Everywhere, the streets you walk through seem to be covered with ambivalent citizens who don’t even care about living close to a lot. You rarely see looking out the window, watching the parade. The blinds are down, the curtains run; Gods, what sacrilege!The howls of street vendors of programs seem to increase speed as church bells pass quickly among parishioners.

And then you turn the corner, and it’s there.

Terrain du Montrose FC, Links Park.

The old ones are the best: a crouching slides at the end of a long row of apartments; a large stand that surrounds an orderly set of interwar townhouses; the external landscape blocked through a church of the other kind; a beautiful ruined football space located in the commercial scrub mount. The first view of the urban floor is obscured or distracted, which makes it more tempting. It has context. The outdoor terrain of the village makes things easier, kisses on the first date.

Look at Firhill, like a Spanish cigarette factory. Look at Ochilview, like a chapel on the island whose roof has been ripped off. Look at Stark’s Park, like a secret naval warfare machine. Look at Easter Road, a robot in a position to spread and eat Leith. Look at the raw good looks of the Dens Park Museum and the ambitious handshake of a Pittodrie welcome (and what thug would bring them both down?)

Terrain by Raith Rovers, Stark’s Park.

The corners in which they rotate, their scale on which they are stacked with double joy: this burst at first glance, then the exclusive beauty of those terrains. In his company, a general urban landscape becomes valuable and surreal. The call of a street makes it this way, much more sense Enrich the asphalt like nothing else.

Why were football field venues chosen, we may never know who saw the sites that would be dedicated?How long did it take for these corners to become sacred?Thinking from above, it is imaginable to believe that a pious architect throws terraces over the righteous.

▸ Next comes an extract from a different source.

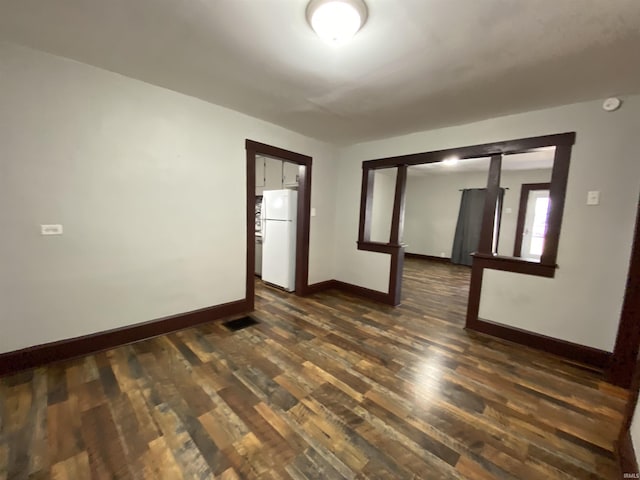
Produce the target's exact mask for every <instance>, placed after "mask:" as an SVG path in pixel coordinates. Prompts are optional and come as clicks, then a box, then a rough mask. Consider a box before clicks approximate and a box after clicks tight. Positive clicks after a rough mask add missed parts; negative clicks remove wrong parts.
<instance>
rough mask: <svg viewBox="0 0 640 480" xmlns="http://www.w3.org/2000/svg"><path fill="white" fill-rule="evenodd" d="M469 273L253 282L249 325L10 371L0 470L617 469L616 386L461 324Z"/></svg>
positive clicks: (409, 271) (265, 475)
mask: <svg viewBox="0 0 640 480" xmlns="http://www.w3.org/2000/svg"><path fill="white" fill-rule="evenodd" d="M468 282H469V270H468V269H467V268H466V267H456V266H452V265H447V264H442V263H432V262H428V261H423V260H407V261H406V266H405V283H404V292H405V293H404V300H403V305H402V306H400V307H398V308H392V307H388V306H384V305H380V304H375V303H371V302H367V301H363V300H361V299H359V298H356V297H352V296H350V295H347V294H344V293H339V292H333V291H331V292H326V293H321V294H317V295H315V296H312V297H308V298H298V297H295V296H293V295H289V294H285V293H281V292H279V291H277V290H274V289H271V288H268V287H265V286H263V285H262V284H261V283H260V282H258V284H257V310H256V312H255V318H257V319H258V320H259V321H260V324H259V325H257V326H253V327H250V328H248V329H245V330H241V331H238V332H235V333H232V332H230V331H227V330H226V329H225V328H224V327H223V326H222V325H221V324H220V323H215V324H209V325H205V326H201V327H198V328H191V329H188V330H184V331H181V332H178V333H174V334H171V335H168V336H162V337H158V338H154V339H151V340H147V341H144V342H139V343H136V344H133V345H129V346H125V347H121V348H117V349H114V350H110V351H107V352H103V353H100V354H97V355H92V356H87V357H85V358H81V359H78V360H74V361H69V362H66V363H61V364H55V365H50V366H48V367H45V368H38V369H35V370H31V371H27V372H24V373H21V374H17V375H14V376H11V377H6V378H4V379H2V380H1V381H0V479H22V478H25V479H26V478H56V479H84V478H96V479H102V478H167V479H180V478H186V479H191V478H223V479H234V478H248V479H250V478H258V479H271V478H283V479H285V478H293V479H301V478H310V479H334V478H335V479H338V478H380V479H385V478H388V479H402V478H433V479H439V480H440V479H451V478H469V479H474V480H477V479H492V478H495V479H503V478H504V479H536V480H537V479H556V478H557V479H614V478H616V479H617V478H621V475H620V472H618V470H617V466H616V460H615V458H614V455H613V453H612V451H613V441H614V439H615V438H616V435H617V433H618V430H619V427H620V423H621V421H622V412H623V411H624V406H625V402H626V399H627V392H626V391H625V390H622V389H619V388H615V387H612V386H610V385H608V384H606V383H604V382H603V381H602V376H601V373H600V372H598V371H593V370H591V369H589V368H586V367H582V366H580V365H571V364H569V363H568V362H566V361H563V360H562V359H558V358H555V357H553V356H551V355H546V354H543V353H540V352H538V351H534V350H529V349H527V348H524V347H522V346H518V345H512V344H509V343H507V342H503V341H500V340H495V339H491V338H488V337H483V336H480V335H474V334H470V333H467V332H466V331H465V330H463V328H462V325H463V319H464V313H465V305H466V295H467V288H468ZM114 314H116V312H114Z"/></svg>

But thinking too much is a suffocating tingling. You can think too much about madness. It’s the excitement that counts most, how goose bumps can still be felt after years of football. These patterns probably wouldn’t be yours, but there’s a flirtation in all of us.

Snapshot: Scenes and stories of the heart of Scottish football through Daniel Gray and Alan McCredie is through Arena Sport in partnership with Nutmeg.